Regarding query answering, consider Figure 8.4.2, where $$q$$ is our query, $$\mathcal{T}$$ the TBox (ontology or formal conceptual data model), and $$\mathcal{A}$$ the ABox (our instances, practically stored in the relational database). Somehow, this combines to produce the answers, using all components. First, there is a “reformulation” (or: rewriting) step, which computes the perfect reformulation (rewriting), $$q_{pr}$$, of the original query $$q$$ using the inclusion assertions of $$\mathcal{T}$$ so that we have a union of conjunctive queries. That is, it uses the knowledge of the ontology to come up with the ‘real’ query. For instance, recollect Figure 7.7.7 about the ontology of abilities and disabilities, then a query “retrieve all Devices that assistWith UpperLimbMobility”, i.e.,

q(x) :- Device(x), assistsWith(x,y), UpperLimbMobility(y)

or, in SPARQL notation:

SELECT $device  WHERE {$device rdf:type :Device.

$device :assistsWith$y.

\$y rdf:type :UpperLimbMobility}

will traverse the hierarchy of devices until it finds those devices that have an object property declared with as range UpperLimbMobility.
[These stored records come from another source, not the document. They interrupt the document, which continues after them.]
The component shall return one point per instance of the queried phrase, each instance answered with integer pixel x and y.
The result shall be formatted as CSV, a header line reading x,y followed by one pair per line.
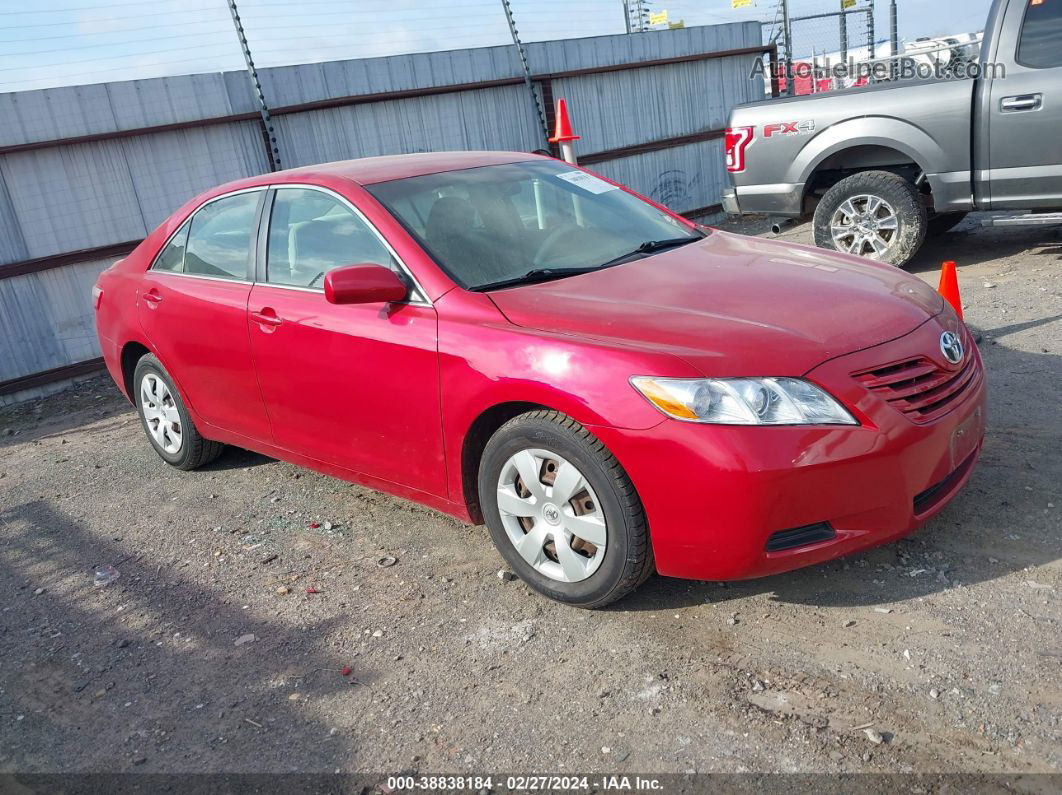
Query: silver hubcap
x,y
160,413
551,515
864,225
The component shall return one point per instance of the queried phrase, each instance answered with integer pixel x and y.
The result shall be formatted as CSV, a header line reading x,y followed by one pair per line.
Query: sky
x,y
76,41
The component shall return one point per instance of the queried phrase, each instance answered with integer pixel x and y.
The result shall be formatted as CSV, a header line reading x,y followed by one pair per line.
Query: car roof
x,y
371,170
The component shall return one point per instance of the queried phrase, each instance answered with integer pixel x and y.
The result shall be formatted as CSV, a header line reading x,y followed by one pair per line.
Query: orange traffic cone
x,y
948,287
563,134
563,131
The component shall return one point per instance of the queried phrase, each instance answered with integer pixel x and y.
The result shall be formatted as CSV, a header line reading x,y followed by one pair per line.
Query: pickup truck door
x,y
1025,109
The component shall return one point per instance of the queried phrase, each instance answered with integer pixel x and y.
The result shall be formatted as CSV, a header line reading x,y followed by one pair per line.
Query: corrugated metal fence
x,y
88,171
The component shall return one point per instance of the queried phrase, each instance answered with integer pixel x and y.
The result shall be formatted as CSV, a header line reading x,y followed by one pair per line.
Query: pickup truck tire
x,y
944,222
873,213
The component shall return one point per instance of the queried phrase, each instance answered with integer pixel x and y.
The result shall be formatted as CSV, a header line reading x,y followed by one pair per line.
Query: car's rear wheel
x,y
873,213
166,420
562,512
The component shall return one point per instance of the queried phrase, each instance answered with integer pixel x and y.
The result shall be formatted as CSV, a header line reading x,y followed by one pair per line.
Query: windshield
x,y
500,225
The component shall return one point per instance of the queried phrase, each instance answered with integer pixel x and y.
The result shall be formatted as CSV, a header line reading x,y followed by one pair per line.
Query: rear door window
x,y
172,257
220,237
311,231
1040,44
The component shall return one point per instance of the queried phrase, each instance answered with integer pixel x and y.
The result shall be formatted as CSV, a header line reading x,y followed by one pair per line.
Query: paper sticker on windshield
x,y
586,182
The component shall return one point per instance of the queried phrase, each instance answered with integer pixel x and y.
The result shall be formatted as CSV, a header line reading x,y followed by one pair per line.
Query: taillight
x,y
737,141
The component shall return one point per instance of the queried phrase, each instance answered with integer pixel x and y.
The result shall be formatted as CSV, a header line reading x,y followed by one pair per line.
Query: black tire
x,y
628,557
194,450
943,223
898,193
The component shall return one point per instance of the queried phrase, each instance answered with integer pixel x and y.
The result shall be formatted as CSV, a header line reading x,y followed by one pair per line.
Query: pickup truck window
x,y
1041,41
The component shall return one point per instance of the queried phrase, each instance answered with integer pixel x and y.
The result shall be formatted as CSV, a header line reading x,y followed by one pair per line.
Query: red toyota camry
x,y
511,340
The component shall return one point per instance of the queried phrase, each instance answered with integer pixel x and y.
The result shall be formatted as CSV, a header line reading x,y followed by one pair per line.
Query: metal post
x,y
870,32
270,133
893,38
787,32
843,21
527,69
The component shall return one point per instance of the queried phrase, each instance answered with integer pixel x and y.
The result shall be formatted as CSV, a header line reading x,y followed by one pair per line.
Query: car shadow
x,y
1001,522
144,673
236,458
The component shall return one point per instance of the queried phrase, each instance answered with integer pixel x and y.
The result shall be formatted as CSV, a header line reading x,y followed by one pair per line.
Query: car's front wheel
x,y
562,511
874,213
166,420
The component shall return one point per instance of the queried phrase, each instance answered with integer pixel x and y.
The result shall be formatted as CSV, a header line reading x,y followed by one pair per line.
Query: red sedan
x,y
513,341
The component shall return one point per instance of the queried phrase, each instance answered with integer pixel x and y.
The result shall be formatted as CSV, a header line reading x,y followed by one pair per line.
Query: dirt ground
x,y
246,588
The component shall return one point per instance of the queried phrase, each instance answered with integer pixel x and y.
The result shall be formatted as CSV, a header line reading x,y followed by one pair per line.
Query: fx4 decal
x,y
789,127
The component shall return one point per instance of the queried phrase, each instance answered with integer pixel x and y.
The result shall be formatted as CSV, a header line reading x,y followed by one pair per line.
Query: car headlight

In this case, this is MotorizedWheelchair, hence, the ‘real’ query concerns only the retrieval of the motorized wheelchairs, not first retrieving all devices and then making the selection.

Second, the “unfolding” step computes a new query, $$q_{unf}$$ , by using the (split version of) the mappings that link the terms of the ontology to queries over the database.

Third, the “evaluation” step delegates the evaluation of $$q_{unf}$$ to the relational DBMS managing the data, which subsequently returns the answer.

Figure: 8.4.2: Intuition of the top-down approach to query answering.

## Examples

Early trials and tribulations of trying to set up an OBDA system (and of which I know the details) are described in [KAGC08] and [CKN+10], which provided useful learning moments [CCKE+17]. The ontology in [KAGC08] practically was developed separately from the existing database, which caused some mismatches; or: the content in the ontology and database really should be compatible (as an aside: the query answering examples in the previous section were based on that system). This was much better aligned in the experiment described in [CKN+10]: the ontology was a reverse engineered physical (SQL) schema and dressed up with neater modeling, having following the steps described in Section 7.1: Relational Databases and Related ‘legacy’ KR. A downside with the knowledge of this particular scenario was that there was a considerable hierarchy, so the system ended up creating very big conjunctive queries, which slowed down the database side in actually answering the SQL query (albeit still faster than the original database). This has been optimized in the meantime, among other things [CCKE+17].

More recent examples from industry and with the ‘next generation’ OBDA, i.e., the extended Ontop setting, can be found in, e.g., [KHS+17], describing industry’s motivations, mappings, a rather large SQL query, and streaming (i.e., temporal) data, and there are several references in [CCKE+17] that describe applications and usage of Ontop. It is, perhaps, also worth mentioning that OBDA has seen many people involved since the early days in 2005, and by now has been shown to be robust, albeit not a trivial matter to understand and set up from a system’s development viewpoint. You can practice with this in the Chapter’s exercises, as all the code and software is freely available online.